Nearly two-thirds of women who have a vaginal birth after a cesarean section (VBAC) do so successfully, according to a recent study published in BJOG: An International Journal of Obstetrics and Gynecology.

The primary concern for women who birthed their first child through cesarean section is rupturing the wall of the uterus, which can be weaker following a C-section. Women who opt for VBAC face varying risks for each delivery, depending on the reasons behind the decision, their age, and their ethnic background.

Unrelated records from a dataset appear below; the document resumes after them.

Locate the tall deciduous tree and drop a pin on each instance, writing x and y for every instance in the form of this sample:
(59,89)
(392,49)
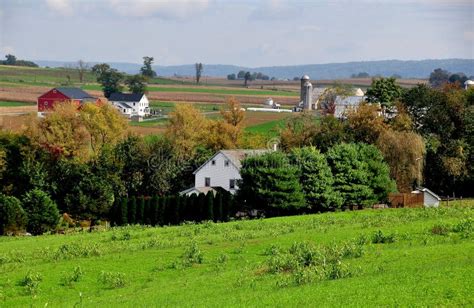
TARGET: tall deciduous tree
(104,124)
(109,78)
(384,91)
(404,152)
(271,182)
(316,178)
(186,128)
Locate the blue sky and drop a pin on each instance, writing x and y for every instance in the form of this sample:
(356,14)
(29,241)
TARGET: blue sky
(250,33)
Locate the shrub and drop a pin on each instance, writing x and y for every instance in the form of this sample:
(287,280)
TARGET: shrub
(31,282)
(12,216)
(112,280)
(43,214)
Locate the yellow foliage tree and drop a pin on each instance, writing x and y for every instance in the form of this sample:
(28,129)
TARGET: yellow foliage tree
(366,123)
(186,129)
(61,132)
(404,152)
(104,123)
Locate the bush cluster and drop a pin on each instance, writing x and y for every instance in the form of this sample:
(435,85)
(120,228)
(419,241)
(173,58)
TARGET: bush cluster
(172,210)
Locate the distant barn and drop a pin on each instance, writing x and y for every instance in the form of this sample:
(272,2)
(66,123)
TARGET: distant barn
(47,101)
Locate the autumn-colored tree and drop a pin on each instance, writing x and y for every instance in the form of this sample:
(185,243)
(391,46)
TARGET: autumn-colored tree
(365,123)
(104,124)
(404,152)
(186,129)
(61,132)
(299,132)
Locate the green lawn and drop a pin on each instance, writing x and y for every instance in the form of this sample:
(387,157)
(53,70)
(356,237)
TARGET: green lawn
(425,260)
(14,104)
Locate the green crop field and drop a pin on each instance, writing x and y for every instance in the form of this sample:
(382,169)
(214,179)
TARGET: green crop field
(392,257)
(14,104)
(270,128)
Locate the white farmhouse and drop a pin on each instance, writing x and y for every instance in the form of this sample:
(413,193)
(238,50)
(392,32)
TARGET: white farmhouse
(221,171)
(430,199)
(131,104)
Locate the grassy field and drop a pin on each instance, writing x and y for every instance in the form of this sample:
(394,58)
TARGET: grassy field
(393,257)
(14,104)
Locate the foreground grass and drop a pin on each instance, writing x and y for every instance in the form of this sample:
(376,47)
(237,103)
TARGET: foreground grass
(228,264)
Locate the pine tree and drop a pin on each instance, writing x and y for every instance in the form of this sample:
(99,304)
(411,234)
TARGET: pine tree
(140,210)
(132,210)
(210,206)
(147,216)
(218,207)
(123,215)
(155,204)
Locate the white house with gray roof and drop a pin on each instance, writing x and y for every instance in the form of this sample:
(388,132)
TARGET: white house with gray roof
(221,171)
(131,104)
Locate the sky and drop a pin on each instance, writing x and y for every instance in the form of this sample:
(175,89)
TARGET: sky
(239,32)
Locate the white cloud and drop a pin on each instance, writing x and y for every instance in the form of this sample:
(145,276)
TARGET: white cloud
(63,7)
(165,9)
(7,50)
(469,35)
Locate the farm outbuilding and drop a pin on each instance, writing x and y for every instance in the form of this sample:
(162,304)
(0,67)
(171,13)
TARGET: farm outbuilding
(48,100)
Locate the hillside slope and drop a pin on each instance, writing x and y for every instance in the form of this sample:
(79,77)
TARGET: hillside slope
(398,257)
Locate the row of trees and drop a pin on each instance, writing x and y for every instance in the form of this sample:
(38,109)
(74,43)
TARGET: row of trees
(173,209)
(348,174)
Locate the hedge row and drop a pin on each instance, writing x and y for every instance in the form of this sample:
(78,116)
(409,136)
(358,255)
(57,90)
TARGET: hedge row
(172,210)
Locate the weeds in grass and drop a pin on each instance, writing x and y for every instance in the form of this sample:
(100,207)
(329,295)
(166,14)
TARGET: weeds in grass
(112,280)
(380,238)
(31,282)
(440,229)
(303,263)
(71,278)
(74,250)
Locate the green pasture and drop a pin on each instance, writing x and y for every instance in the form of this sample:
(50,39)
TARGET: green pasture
(391,257)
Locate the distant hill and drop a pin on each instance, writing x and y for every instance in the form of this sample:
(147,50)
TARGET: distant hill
(406,69)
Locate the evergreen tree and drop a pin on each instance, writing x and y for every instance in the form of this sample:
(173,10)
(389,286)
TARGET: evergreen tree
(155,204)
(132,210)
(271,182)
(140,210)
(123,212)
(147,216)
(316,178)
(210,206)
(218,214)
(201,207)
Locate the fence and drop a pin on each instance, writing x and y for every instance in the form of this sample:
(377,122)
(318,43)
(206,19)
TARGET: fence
(406,200)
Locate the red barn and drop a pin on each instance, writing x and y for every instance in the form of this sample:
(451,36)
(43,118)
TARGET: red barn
(47,101)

Researchers from the Royal College of Obstetricians and Gynecologists and the London School of Hygiene & Tropical Medicine analyzed data from 143,970 women who had their first baby by cesarean section between 2004 and 2011. They found that just over half (52 percent) underwent a natural birth for their second child. In addition to younger women more often attempting VBAC than older women (60 percent compared to 45 percent), black women and Asian women were more likely to attempt VBAC than white women (62 and 64 percent compared to 49 percent). Sixty-three percent of all attempted VBAC procedures succeeded.

Despite these differences, black women still showed lower success rates than white women, at 50 percent compared to 66 percent. In addition to attempting VBAC less often, older women also saw lower success rates compared to younger women. Women 34 years and older succeeded 59 percent of the time, while women 24 and under succeeded 69 percent of the time.

Hannah Knight, of the Royal College of Obstetricians and Gynecologists, and lead researcher of the paper, said these variations “could point to different patient preferences or a lack of access to elective repeat cesarean section for non-white women.”

"Interestingly, we also found an unexplained variation in the rate of attempted and successful VBAC between hospitals, which was independent of maternal demographic and clinical risk factors,” she said in a statement. "An informed discussion about whether or not to attempt a vaginal delivery after a cesarean section requires an assessment of the risk of emergency cesarean, and this paper provides valuable information both for women and the obstetricians and midwives caring for them."

The risk of uterine rupture is admittedly low. Women who deliver naturally after a C-section face a 0.47 percent risk, and if one does occur, the risk of perinatal death is approximately six percent. The best candidates for VBAC are women whose C-section was performed on a lower uterine segment, sometimes referred to as a “bikini cut,” where the stress during labor is reduced. All complications of C-section are made worse when the delivery is performed as an emergency, rather than as a planned procedure.

Even though the risks for uterine rupture are low, not all women are eligible for VBAC. Certain aspects of the birth can reduce a woman’s chances for delivering naturally, such as a history with uterine rupture, whether she’s delivering twins, if she’s past her due date, if the baby is breeched, or other unforeseen reasons, either maternal or fetal, that the doctors classify as unsafe for natural delivery.

"This study shows encouraging results with the majority of women who attempted a natural delivery after a primary C-section being successful,” John Thorp, BJOG deputy editor-in-chief, noted. “Current U.K. guidelines state pregnant women with a primary C-section and uncomplicated healthy second pregnancy should be given the option of a vaginal birth for their next baby, or an elective-repeat C-section, and counselled on the risks and benefits of both. Women with any questions about their delivery options should consult with their midwife or obstetrician."